Although the group was generating interest, Berger saw that it would require more resources to have a significant impact. Luckily, at that moment, the company from which he had bought the CO2 monitors invited him to become an Australian distributor. He accepted, and set up a website to sell the monitors and share information about CO2 and air quality. The initiative grew rapidly.

“We’ve got a lot of ordinary individuals, individuals who are immunocompromised or vulnerable in other ways, schools, private schools,” says Berger. “We’ve got small businesses – hairdressers, massage parlours, physios, dentists, doctors. So really the whole spread going across the population, from people just wanting to protect themselves, to people wanting to ensure a safe working environment for their businesses and customers.”

Mainstream media attention followed, and, Berger says, a growing awareness of air quality.

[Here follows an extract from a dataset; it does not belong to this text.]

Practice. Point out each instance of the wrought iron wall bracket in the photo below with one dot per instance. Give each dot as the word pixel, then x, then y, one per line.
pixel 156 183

“The importance of CO2 monitoring as a proxy for IAQ rapidly became a common currency in Australia, and a lot of people really are understanding it,” says Berger. “So in that sense, the business evolved from CO2 Guerrillas, and has proved a really good way to disseminate the information.”

From awareness to action

Berger continues running the CO2 Guerrillas on Twitter, and the CO2 Radicals website, which sells monitors and also provides information and resources on air quality.

He is adamant about the need for a regulatory regime in Australia to support clean indoor air. He points to systems implemented overseas: CO2 monitors in cinemas in Japan, or railway stations in Italy. He highlights the work done in Belgium, where public places must have a CO2 level below 900ppm.

“If it’s above 900ppm, they have three months to remedy it,” says Berger. “If it’s above 1,200ppm they have to shut while they remedy it. So that will have a huge effect. I do think legislation and compliance are a significant part of the picture, because this isn’t going to happen voluntarily.”

Like others, Berger draws parallels between our current approach to air quality, and the changed approach to water quality in the 19th century.

“It took a long time after John Snow took the handle off the Broad Street pump, after Louis Pasteur postulated the germ theory of disease, for it become common currency that water needed to be clean,” he says. “And I think we’re at the time in history that is directly analogous to that.”

Berger also questions the sole emphasis on vaccination as a “silver bullet”, at the expense of non-pharmaceutical interventions such as improved ventilation, and points to the experience with cholera.

“There are effective vaccines for cholera, but they aren’t the whole answer,” he says. “The reason we don’t see cholera outbreaks everywhere in the world all the time is because we clean the water; it’s not because we’ve vaccinated the entire population of the world against cholera. Where there is a cholera outbreak, we go in, sometimes do a targeted ring vaccination of people in the affected area, but go and fix the water. And we don’t fix the air.”